SARONNO, Italy - The first Christmas I spent in Italy was in Rome. I was studying Italian and living in an apartment near the Spanish Steps. Throughout the city, shops and streets were decorated like sparkling jewels and even though it wasn’t cold and there was no snow, the feeling of Christmas was in the air.
In Piazza Mignanelli, the small piazza next to the Spanish Steps, there was a tall statue of the Virgin Mary with a low fence around it. Under the statue there were many presents, all wrapped in colorful Christmas paper.

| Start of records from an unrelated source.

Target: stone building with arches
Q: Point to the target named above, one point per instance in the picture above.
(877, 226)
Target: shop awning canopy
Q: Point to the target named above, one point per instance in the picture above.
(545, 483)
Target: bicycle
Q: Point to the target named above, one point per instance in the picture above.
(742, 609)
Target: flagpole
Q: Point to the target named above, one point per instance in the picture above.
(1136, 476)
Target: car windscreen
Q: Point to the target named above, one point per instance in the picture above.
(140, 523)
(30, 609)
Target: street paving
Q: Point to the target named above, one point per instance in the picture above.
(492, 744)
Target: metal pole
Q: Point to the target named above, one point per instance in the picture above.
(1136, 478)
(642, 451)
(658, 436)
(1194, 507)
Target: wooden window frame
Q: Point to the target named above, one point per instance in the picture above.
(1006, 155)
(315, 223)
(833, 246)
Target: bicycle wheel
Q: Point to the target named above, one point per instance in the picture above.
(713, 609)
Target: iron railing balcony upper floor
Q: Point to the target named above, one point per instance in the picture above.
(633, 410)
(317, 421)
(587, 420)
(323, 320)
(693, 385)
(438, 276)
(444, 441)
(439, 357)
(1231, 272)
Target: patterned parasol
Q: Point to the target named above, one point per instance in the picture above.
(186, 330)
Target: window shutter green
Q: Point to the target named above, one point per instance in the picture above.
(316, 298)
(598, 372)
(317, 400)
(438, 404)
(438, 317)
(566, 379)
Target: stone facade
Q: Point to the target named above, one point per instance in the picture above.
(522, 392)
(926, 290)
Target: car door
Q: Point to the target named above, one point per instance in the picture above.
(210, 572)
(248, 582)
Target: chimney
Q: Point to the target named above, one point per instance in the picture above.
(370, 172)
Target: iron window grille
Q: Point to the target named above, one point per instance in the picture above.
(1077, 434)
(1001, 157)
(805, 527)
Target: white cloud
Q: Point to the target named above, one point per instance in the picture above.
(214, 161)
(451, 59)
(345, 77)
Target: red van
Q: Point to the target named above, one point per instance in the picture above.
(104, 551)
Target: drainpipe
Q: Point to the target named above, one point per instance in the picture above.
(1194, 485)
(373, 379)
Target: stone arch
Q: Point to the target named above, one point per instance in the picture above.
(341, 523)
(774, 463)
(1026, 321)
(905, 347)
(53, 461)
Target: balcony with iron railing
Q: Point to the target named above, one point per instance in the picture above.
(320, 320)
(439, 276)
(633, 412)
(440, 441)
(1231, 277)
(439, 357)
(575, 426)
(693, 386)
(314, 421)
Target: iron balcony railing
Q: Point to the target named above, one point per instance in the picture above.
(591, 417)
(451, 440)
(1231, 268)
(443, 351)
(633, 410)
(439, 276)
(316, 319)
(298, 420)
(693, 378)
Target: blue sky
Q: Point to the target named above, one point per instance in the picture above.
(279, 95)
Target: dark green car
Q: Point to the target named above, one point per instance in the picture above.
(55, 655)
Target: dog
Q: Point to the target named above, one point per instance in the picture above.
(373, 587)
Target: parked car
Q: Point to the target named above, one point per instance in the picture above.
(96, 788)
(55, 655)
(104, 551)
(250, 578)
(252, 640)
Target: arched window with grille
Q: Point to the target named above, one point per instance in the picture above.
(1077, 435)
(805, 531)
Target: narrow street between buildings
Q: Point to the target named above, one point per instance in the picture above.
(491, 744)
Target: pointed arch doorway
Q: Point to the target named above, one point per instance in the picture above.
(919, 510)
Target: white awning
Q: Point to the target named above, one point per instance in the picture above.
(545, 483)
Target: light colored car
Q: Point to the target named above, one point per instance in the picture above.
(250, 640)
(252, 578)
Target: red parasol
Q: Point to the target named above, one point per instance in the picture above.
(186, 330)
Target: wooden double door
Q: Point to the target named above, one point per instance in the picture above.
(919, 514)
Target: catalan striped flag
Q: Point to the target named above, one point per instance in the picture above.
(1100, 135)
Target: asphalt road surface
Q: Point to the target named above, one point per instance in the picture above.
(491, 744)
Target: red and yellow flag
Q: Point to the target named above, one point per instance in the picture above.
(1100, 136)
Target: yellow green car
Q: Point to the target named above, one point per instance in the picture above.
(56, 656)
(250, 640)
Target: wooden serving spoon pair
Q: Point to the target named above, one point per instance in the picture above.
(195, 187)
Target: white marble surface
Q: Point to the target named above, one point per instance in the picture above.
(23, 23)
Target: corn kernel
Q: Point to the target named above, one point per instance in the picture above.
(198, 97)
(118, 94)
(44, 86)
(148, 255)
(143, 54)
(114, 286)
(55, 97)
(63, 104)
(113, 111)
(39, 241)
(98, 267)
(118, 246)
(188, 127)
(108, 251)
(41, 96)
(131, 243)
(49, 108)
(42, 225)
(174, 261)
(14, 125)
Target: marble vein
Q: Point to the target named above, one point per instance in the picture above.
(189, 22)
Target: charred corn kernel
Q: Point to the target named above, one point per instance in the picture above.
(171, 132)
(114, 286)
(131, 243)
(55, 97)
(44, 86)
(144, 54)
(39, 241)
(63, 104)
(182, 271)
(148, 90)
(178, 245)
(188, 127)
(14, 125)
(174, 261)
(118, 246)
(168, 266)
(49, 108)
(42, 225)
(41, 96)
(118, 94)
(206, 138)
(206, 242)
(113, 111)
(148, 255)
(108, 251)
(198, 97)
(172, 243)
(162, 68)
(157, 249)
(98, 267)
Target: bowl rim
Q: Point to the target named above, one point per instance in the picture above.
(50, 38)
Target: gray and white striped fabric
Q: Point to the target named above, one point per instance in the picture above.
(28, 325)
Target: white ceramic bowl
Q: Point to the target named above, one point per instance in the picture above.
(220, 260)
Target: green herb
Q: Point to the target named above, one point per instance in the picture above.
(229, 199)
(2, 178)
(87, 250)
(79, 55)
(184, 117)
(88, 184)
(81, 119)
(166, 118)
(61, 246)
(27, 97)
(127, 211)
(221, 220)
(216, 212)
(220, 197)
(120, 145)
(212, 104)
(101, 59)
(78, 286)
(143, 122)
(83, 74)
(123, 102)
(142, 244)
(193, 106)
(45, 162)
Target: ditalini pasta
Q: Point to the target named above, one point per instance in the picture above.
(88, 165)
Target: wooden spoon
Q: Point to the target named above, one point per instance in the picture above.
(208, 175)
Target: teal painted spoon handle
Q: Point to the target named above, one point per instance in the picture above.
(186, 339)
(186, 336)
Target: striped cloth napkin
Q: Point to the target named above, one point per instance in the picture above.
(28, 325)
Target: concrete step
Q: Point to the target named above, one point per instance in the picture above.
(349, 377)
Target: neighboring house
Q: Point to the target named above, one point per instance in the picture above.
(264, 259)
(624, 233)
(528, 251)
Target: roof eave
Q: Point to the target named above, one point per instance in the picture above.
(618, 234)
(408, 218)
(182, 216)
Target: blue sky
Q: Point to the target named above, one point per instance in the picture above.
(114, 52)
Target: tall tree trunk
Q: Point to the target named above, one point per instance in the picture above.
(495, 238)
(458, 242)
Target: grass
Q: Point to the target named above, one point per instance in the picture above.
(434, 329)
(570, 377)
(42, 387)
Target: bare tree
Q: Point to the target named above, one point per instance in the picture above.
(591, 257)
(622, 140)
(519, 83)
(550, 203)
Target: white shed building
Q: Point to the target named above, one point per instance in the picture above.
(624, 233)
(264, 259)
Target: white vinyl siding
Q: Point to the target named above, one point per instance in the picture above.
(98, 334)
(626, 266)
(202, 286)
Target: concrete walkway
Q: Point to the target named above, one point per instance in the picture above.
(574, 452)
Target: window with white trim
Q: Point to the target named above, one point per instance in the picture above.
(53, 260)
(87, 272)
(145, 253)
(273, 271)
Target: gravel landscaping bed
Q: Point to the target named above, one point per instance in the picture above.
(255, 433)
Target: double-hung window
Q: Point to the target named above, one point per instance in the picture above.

On the afternoon of December 8th, the Feast Day of the Immaculate Conception, Pope John Paul II made an appearance in the piazza. With him were the Cardinal Vicar of Rome, the Mayor and a large contingency of firemen. And a lot of people. After the blessing, the firemen placed a wreath of flowers on the head of the statue of the Virgin Mary. The gifts were collected and I suppose distributed to the city’s poor, or given to Catholic charities. I only spoke a few words of Italian at the time, so it wasn’t as if I understood what was happening. But what was obvious was that the Pope’s visit and the distribution of gifts was a long standing Roman tradition.
In the Piazza Navona the Christmas market was in full swing. All around the oval piazza there were stands selling Christmas trinkets and toys and cakes and candy, including traditional Torrone and the dreaded black lumps of candy coal that the Befana puts in the stockings of naughty boys and girls on January 6th. There were things for grown-ups too, but it was the sound of kids laughing and squealing with joy that filled the air during that Roman Christmas.
During the Christmas holidays families go from church to church to see the nativity scenes. What I loved the most in Rome was watching parents and grandparents squat down in front of a nativity scene, and in a whisper, explain to the kids the real meaning of Christmas. Sometimes it would be an older brother or sister doing the explaining, and once the little ones understood what they were looking at, they quickly became nativity connoisseurs, comparing the nativity in front of them with others they had seen.
Christmas in Italy is a religious holiday, spent with family and friends, warm and comforting in the knowledge that you are with those who mean the most to you. It isn’t customary to send Christmas cards, people telephone instead and every conversation starts with Auguri, and ends with Buone Feste. And I wish the same to all of you. Auguri, Buone Feste and Merry Christmas.